Washington, D.C. — Today, President Donald Trump announced still-undeveloped plans to deploy the National Guard to “protect” the border. Tom Jawetz, vice president of Immigration Policy at the Center for American Progress, issued the following statement:

Trump’s plan is a terrible idea for multiple reasons. To begin with, the National Guard won’t have much to do because unauthorized border crossings are at a 45-year low. In fact, right now the average Border Patrol agent on the southwest border only apprehends around one person every 19 days.

And while Homeland Security Secretary Kirstjen Nielsen assures us that “the threat is real,” it isn’t clear who this administration views as a threat. More than one-third of the southwest border apprehensions in the first five months of fiscal year 2018 were unaccompanied children and parents traveling with minor children—oftentimes seeking out Border Patrol agents to begin the process of requesting asylum. The important humanitarian protections that apply to these people—what Trump derides as a “whole big wasted procedure”—are designed to prevent the return of people facing persecution, torture, and human trafficking.

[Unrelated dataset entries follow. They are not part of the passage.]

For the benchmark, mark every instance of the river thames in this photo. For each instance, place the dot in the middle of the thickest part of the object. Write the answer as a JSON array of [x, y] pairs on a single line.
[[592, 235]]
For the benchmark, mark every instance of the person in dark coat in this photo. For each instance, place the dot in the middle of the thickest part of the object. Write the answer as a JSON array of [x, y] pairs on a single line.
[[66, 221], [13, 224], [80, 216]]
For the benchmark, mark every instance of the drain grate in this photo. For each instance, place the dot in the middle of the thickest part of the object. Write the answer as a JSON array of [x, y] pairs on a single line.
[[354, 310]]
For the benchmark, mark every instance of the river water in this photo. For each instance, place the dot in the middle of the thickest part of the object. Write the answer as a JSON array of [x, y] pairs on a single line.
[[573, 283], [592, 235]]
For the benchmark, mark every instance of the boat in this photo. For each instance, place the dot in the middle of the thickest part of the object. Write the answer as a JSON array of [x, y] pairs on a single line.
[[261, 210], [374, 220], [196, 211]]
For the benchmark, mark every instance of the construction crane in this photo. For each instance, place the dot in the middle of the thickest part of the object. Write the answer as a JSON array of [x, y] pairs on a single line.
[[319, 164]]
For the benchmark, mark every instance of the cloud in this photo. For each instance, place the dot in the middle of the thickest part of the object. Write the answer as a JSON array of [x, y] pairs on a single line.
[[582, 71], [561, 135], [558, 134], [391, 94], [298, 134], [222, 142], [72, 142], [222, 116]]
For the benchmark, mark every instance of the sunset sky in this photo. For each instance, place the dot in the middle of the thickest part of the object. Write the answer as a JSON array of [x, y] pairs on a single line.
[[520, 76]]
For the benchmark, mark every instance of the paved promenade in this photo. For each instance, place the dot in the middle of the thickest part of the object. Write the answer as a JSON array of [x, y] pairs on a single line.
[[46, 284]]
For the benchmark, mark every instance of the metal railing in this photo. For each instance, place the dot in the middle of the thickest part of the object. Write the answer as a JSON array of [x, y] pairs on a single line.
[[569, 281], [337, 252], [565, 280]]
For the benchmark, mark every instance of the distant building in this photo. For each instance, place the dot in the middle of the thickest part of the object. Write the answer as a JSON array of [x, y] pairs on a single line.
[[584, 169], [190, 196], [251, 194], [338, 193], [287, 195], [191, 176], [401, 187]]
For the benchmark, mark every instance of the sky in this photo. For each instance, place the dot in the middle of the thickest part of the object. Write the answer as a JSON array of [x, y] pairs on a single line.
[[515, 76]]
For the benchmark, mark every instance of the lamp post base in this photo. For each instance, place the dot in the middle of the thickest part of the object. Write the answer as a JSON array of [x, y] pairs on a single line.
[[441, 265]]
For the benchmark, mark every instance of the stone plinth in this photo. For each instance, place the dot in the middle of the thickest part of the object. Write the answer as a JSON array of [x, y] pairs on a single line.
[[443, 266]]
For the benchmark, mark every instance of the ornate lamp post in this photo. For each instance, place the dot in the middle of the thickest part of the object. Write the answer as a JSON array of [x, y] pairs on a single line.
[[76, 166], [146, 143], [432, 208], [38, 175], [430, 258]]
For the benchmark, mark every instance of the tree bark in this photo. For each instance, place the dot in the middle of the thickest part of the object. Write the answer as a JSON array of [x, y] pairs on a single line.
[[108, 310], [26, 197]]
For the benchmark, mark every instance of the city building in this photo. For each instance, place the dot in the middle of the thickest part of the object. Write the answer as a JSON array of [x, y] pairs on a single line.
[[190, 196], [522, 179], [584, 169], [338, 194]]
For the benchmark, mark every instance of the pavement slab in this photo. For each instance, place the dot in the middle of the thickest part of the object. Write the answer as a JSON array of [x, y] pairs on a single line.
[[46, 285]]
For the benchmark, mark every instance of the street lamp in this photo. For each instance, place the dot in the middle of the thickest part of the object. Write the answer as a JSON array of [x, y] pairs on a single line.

Thankfully, calling up the National Guard will do nothing to erase these safeguards.

There’s nothing surprising about Trump’s plan to falsely increase fear about our border with Mexico; it’s part of his political origin story. It is also now clear that Congress will not give him the money to begin construction of his “big, beautiful wall.” The photo op he seems to crave, of himself at the border holding a shovel and wearing a hard hat, is unlikely. The best he will get is a photo of himself standing next to a person in uniform who is largely prohibited by law from doing pretty much anything of consequence. What’s that they say in the southwest? All hat, no cattle?